Crescendo la mia aspirazione come calciatore divenne quella di assomigliare a Pavel Nedved.
Di lui mi piaceva tutto, ed uno dei momenti in cui mi sono emozionato di più in tutta la mia carriera è stato quando ha detto pubblicamente che sarei stato il suo erede. Lì ero fiero di me stesso perché ero riuscito ad esprimere il massimo, dimostrare tutto il mio talento in campo. L’ammiravo per la grande carriera che era riuscito a fare grazie alla sua forza di volontà, un campione silenzioso di cui si parlava per quello che dimostrava in campo e non per la vita privata, un uomo che non aveva mai bisogno di alzare la voce per affermarsi agonisticamente.

Un altro campione che ammiro in modo particolare è Andres Iniesta, osservo i suoi gesti, studio i suoi movimenti e come mezz’ala è il più forte di tutti tempi. Quando parliamo di calcio con i miei figli dico sempre: “guardate questo calciatore ed il suo stile” e loro non capiscono bene che cosa voglio insegnargli mostrandogli i suoi video. Infatti loro insistono dicendo che vogliono diventare solo come me. Io spiego sempre che ogni calciatore ha le sue caratteristiche, ci sono quelli normali e quelli fortissimi ma il talento o ce l’hai o no. Puoi lavorare più degli altri e fare vita da atleta per sempre ma il talento è innato. Se gli faccio vedere i video di Iniesta è proprio perché lui è il calcio, talento allo stato puro.

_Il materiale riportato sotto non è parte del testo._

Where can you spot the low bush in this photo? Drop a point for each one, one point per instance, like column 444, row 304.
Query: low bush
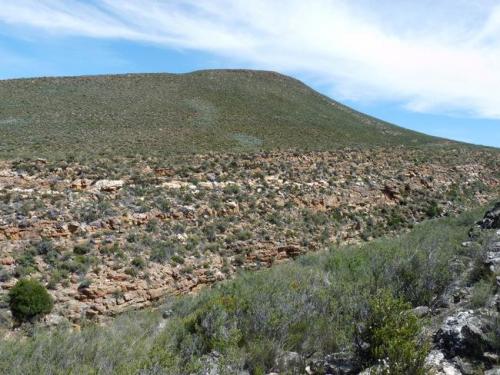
column 311, row 306
column 392, row 334
column 29, row 299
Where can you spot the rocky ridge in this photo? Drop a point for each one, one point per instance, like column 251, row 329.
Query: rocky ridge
column 118, row 235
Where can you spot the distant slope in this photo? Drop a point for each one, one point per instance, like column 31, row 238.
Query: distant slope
column 167, row 114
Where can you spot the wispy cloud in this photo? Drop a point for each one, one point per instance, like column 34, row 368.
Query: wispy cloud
column 430, row 56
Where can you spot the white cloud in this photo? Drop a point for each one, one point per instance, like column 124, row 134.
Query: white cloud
column 432, row 56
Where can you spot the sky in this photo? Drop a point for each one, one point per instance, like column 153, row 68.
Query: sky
column 428, row 65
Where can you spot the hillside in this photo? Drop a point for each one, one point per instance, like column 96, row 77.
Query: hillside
column 168, row 114
column 306, row 317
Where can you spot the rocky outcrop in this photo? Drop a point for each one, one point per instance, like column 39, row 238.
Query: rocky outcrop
column 464, row 334
column 491, row 219
column 466, row 343
column 195, row 224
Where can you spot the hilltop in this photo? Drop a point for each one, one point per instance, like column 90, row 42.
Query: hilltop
column 171, row 114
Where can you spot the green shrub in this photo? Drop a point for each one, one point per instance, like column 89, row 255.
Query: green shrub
column 392, row 331
column 29, row 299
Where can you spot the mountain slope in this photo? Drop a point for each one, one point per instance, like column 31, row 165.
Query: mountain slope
column 167, row 114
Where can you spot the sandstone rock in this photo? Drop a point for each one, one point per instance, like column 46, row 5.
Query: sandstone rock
column 439, row 365
column 491, row 219
column 463, row 334
column 492, row 261
column 108, row 185
column 289, row 362
column 73, row 226
column 7, row 261
column 421, row 311
column 342, row 363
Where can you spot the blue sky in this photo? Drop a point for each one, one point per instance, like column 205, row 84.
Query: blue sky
column 432, row 66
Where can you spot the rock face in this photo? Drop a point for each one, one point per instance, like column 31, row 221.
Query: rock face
column 342, row 363
column 491, row 219
column 465, row 343
column 464, row 334
column 138, row 230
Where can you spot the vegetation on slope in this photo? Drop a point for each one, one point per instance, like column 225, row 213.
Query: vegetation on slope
column 313, row 305
column 167, row 114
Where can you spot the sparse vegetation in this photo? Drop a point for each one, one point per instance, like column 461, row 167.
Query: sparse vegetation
column 29, row 299
column 168, row 115
column 308, row 306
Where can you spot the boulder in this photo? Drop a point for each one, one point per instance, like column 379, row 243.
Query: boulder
column 289, row 362
column 491, row 219
column 342, row 363
column 463, row 334
column 437, row 364
column 108, row 186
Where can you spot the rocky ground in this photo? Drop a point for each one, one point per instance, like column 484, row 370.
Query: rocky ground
column 463, row 327
column 108, row 236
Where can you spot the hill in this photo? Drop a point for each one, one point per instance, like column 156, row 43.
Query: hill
column 168, row 114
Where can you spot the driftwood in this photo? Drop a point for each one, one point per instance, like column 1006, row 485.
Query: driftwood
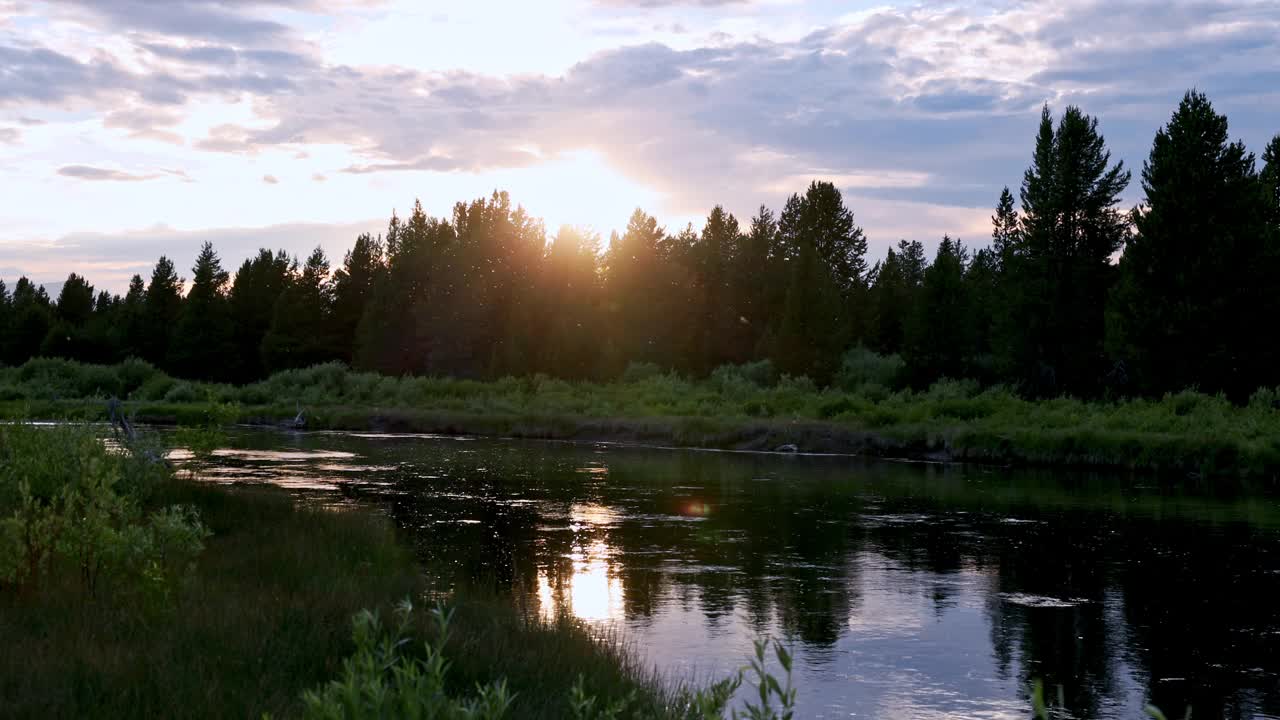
column 298, row 422
column 127, row 434
column 120, row 424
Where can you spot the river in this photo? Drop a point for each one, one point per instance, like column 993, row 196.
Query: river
column 905, row 589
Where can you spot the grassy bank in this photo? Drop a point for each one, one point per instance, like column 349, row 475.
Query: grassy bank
column 736, row 408
column 263, row 613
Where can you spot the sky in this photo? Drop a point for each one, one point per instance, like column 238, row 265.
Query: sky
column 132, row 128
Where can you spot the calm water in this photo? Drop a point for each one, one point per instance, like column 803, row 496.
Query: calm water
column 908, row 591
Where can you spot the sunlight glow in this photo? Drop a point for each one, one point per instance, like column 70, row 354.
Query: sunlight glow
column 590, row 591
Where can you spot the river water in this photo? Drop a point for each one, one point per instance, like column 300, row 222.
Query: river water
column 905, row 589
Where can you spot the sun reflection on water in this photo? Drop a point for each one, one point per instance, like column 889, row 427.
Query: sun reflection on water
column 589, row 589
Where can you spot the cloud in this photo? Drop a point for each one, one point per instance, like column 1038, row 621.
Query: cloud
column 91, row 173
column 109, row 259
column 933, row 104
column 671, row 3
column 108, row 174
column 229, row 21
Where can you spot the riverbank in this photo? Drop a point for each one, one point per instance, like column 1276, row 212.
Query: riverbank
column 1183, row 434
column 264, row 614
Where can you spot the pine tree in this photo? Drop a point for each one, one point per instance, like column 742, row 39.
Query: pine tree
column 31, row 318
column 353, row 286
column 636, row 278
column 1184, row 313
column 1004, row 229
column 301, row 326
column 812, row 331
column 204, row 341
column 1270, row 178
column 757, row 283
column 405, row 326
column 894, row 295
column 1060, row 270
column 938, row 331
column 132, row 329
column 255, row 291
column 74, row 301
column 163, row 306
column 5, row 322
column 983, row 291
column 718, row 319
column 571, row 302
column 824, row 246
column 65, row 337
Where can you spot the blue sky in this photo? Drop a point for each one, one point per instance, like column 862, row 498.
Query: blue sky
column 131, row 128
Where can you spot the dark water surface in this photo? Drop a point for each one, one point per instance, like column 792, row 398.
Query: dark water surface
column 908, row 589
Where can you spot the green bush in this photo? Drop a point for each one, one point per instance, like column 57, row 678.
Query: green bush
column 638, row 372
column 71, row 505
column 860, row 367
column 183, row 392
column 760, row 373
column 379, row 680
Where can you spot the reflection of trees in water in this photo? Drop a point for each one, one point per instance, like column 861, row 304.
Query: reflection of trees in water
column 1165, row 596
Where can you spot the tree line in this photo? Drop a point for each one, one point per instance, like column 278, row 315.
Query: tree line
column 1073, row 294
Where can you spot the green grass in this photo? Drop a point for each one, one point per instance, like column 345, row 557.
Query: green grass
column 1185, row 433
column 265, row 615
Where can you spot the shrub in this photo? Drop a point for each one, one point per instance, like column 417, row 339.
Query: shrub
column 1265, row 399
column 760, row 373
column 859, row 367
column 947, row 388
column 182, row 391
column 132, row 373
column 74, row 501
column 639, row 372
column 379, row 680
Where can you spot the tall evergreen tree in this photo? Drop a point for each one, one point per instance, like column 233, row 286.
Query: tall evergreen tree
column 5, row 322
column 30, row 322
column 353, row 286
column 571, row 305
column 1060, row 270
column 1185, row 310
column 717, row 315
column 894, row 295
column 301, row 324
column 635, row 277
column 827, row 253
column 813, row 328
column 163, row 306
column 65, row 337
column 204, row 341
column 940, row 331
column 255, row 291
column 1271, row 178
column 984, row 297
column 132, row 328
column 74, row 301
column 758, row 285
column 1004, row 229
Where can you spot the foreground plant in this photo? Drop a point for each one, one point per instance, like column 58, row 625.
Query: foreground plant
column 69, row 504
column 380, row 680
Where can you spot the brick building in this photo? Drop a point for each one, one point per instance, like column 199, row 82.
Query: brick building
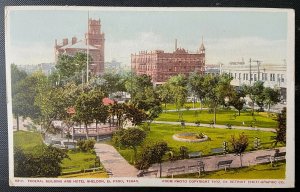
column 160, row 66
column 93, row 43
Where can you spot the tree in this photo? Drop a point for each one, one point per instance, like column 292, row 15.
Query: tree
column 217, row 89
column 135, row 84
column 45, row 163
column 255, row 93
column 68, row 66
column 197, row 86
column 178, row 87
column 272, row 97
column 237, row 100
column 239, row 145
column 17, row 76
column 165, row 94
column 281, row 129
column 25, row 93
column 132, row 138
column 87, row 106
column 148, row 100
column 152, row 154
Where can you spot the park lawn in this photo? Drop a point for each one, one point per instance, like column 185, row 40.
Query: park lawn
column 172, row 106
column 260, row 119
column 164, row 132
column 78, row 161
column 263, row 171
column 27, row 140
column 97, row 174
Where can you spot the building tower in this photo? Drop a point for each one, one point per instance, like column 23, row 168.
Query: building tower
column 95, row 38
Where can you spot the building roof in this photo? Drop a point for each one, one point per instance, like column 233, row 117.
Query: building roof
column 79, row 45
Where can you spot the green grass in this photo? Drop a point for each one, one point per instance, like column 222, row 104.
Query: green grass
column 164, row 132
column 27, row 140
column 263, row 171
column 172, row 106
column 223, row 117
column 78, row 161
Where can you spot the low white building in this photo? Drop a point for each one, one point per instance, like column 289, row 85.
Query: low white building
column 273, row 75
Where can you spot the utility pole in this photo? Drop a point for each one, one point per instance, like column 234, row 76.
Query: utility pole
column 258, row 64
column 250, row 71
column 87, row 50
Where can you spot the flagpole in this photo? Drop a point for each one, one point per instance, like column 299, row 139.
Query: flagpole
column 87, row 51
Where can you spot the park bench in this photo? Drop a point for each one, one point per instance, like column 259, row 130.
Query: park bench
column 219, row 150
column 171, row 171
column 279, row 156
column 264, row 159
column 148, row 173
column 224, row 164
column 196, row 168
column 195, row 154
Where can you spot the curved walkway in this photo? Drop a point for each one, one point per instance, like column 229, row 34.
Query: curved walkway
column 210, row 162
column 217, row 126
column 114, row 162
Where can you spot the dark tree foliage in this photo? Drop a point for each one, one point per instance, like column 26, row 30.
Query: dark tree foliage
column 46, row 163
column 281, row 129
column 239, row 145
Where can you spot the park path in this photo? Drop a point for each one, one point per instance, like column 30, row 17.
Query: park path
column 218, row 126
column 210, row 162
column 114, row 162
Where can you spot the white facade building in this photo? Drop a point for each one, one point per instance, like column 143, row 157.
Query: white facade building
column 273, row 75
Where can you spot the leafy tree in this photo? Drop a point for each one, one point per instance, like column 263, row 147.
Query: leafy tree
column 178, row 87
column 218, row 88
column 87, row 106
column 46, row 163
column 68, row 66
column 197, row 86
column 152, row 154
column 272, row 97
column 239, row 145
column 137, row 83
column 17, row 76
column 23, row 101
column 281, row 129
column 237, row 100
column 132, row 138
column 148, row 100
column 86, row 145
column 165, row 94
column 256, row 94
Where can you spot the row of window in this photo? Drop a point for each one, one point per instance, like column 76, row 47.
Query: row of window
column 258, row 77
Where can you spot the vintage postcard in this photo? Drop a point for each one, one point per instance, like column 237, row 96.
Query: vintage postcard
column 179, row 97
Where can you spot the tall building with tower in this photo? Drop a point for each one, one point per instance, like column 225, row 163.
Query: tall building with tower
column 160, row 65
column 92, row 44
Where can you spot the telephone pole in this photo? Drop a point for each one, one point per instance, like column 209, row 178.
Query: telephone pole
column 258, row 64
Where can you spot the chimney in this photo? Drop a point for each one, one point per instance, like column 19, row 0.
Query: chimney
column 65, row 41
column 74, row 40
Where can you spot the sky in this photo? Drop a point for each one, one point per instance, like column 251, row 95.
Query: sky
column 227, row 36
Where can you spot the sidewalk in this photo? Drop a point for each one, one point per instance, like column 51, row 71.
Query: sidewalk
column 114, row 162
column 211, row 162
column 217, row 126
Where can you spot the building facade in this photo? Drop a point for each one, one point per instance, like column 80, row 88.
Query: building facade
column 273, row 75
column 160, row 66
column 92, row 44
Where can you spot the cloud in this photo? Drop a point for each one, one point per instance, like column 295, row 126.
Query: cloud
column 34, row 53
column 234, row 49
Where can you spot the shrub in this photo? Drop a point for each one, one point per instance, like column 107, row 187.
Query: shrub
column 86, row 145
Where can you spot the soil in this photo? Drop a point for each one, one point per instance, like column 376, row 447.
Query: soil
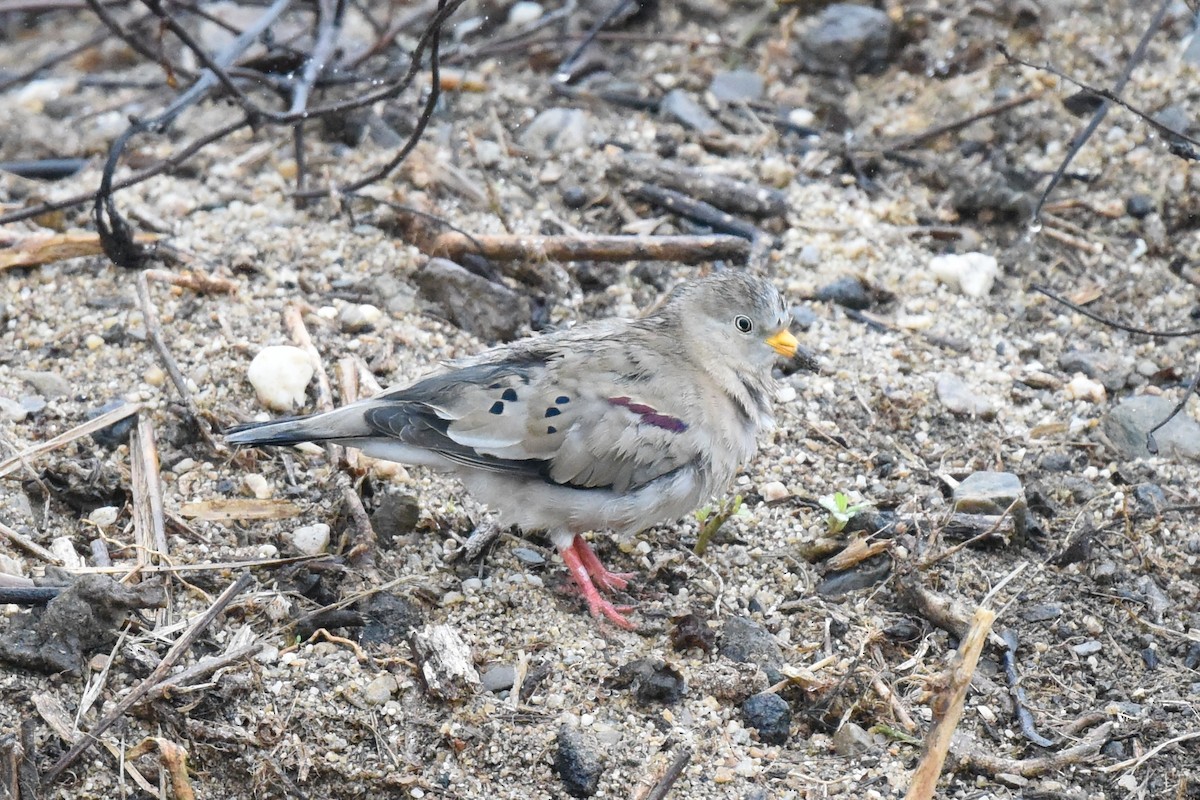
column 1101, row 594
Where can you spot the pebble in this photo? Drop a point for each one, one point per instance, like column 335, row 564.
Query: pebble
column 105, row 516
column 311, row 540
column 577, row 763
column 960, row 398
column 499, row 678
column 490, row 311
column 12, row 410
column 357, row 318
column 847, row 37
column 737, row 85
column 852, row 740
column 556, row 130
column 679, row 106
column 258, row 486
column 1126, row 427
column 970, row 274
column 381, row 690
column 773, row 491
column 769, row 714
column 280, row 374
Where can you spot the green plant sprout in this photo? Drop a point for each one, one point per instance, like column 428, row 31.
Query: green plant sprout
column 840, row 509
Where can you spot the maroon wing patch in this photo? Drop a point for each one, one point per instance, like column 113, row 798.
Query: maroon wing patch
column 649, row 415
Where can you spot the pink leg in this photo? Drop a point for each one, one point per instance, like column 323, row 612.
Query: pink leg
column 607, row 581
column 597, row 605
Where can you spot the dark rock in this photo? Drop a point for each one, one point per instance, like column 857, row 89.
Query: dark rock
column 653, row 681
column 737, row 85
column 395, row 515
column 1105, row 367
column 1139, row 206
column 79, row 620
column 490, row 311
column 769, row 715
column 847, row 292
column 577, row 763
column 684, row 109
column 847, row 38
column 1126, row 427
column 117, row 433
column 748, row 642
column 389, row 619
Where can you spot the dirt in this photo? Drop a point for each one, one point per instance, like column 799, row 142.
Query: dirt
column 1102, row 595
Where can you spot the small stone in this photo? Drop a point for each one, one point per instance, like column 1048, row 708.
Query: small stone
column 679, row 106
column 105, row 516
column 1139, row 206
column 773, row 491
column 852, row 740
column 1126, row 427
column 381, row 690
column 64, row 549
column 769, row 715
column 258, row 486
column 847, row 38
column 280, row 374
column 12, row 410
column 577, row 763
column 525, row 12
column 311, row 540
column 970, row 274
column 556, row 130
column 115, row 434
column 960, row 398
column 499, row 678
column 737, row 85
column 357, row 318
column 155, row 377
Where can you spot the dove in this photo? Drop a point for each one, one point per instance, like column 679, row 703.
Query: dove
column 612, row 425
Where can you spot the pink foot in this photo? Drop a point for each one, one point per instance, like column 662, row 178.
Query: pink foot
column 606, row 579
column 597, row 605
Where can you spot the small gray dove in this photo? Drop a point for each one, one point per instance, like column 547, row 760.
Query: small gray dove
column 616, row 425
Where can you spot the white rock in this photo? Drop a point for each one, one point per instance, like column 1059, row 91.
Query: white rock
column 258, row 485
column 280, row 374
column 105, row 516
column 970, row 274
column 360, row 318
column 64, row 549
column 1084, row 388
column 773, row 491
column 311, row 540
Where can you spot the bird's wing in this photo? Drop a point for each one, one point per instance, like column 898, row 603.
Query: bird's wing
column 581, row 419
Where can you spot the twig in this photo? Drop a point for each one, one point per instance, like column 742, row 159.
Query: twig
column 684, row 250
column 160, row 673
column 29, row 545
column 675, row 769
column 948, row 708
column 13, row 463
column 149, row 529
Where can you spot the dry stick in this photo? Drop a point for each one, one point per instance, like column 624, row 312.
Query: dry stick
column 29, row 545
column 160, row 673
column 12, row 464
column 917, row 139
column 937, row 743
column 685, row 250
column 672, row 774
column 149, row 529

Non mi piacciono gli esibizionisti, non sopporto che si sente intoccabile e guarda gli altri con la puzza sotto il naso. Siamo persone come tante altre e camminare 10 metri sopra il cielo non ci rende più forti. Ho avuto la fortuna di crescere calcisticamente in uno spogliatoio in cui all’inizio eravamo un po’ tutti sullo stesso livello.

Nell’anno in cui arrivarono gli spagnoli diventai il capitano, un giocatore a cui anche grandi dovevano un rispetto speciale.
Vero però che nei primissimi tempi si creò una piccola divisione: da un lato c’erano gli spagnoli e dall’altro noi della vecchia guardia. Ci guardavamo con un po’ di diffidenza ma dopo poche settimane iniziammo ad integrarci e ricordo che un giorno Pepe Reina alzò la voce in spagnolo e molti gli risposero eccitati, sempre spagnolo penso. Pensai insospettito che volesse fare una rivoluzione ma restai seduto al mio posto. In quel momento si avvicinò Pepe che mi diede il cinque e lì capii che lui era un gigante buono, una persona rispettosa e capace di farsi rispettare, uno che non avevo mai incontrato, un leader vero da cui puoi soltanto imparare. Molto diverso da me.

Io sono un leader calmo. L’estate di qualche anno fa Francesco Calzona, vice di Maurizio Sarri, mi regalò la biografia di Carlo Ancelotti, e mi ritrovai in tantissime cose. Non avrei mai immaginato che un giorno mi sarei trovato Ancelotti come allenatore, un condottiero che sa veramente comandare senza imporsi, senza urlare. Si fa rispettare con il solo potere dell’esperienza”.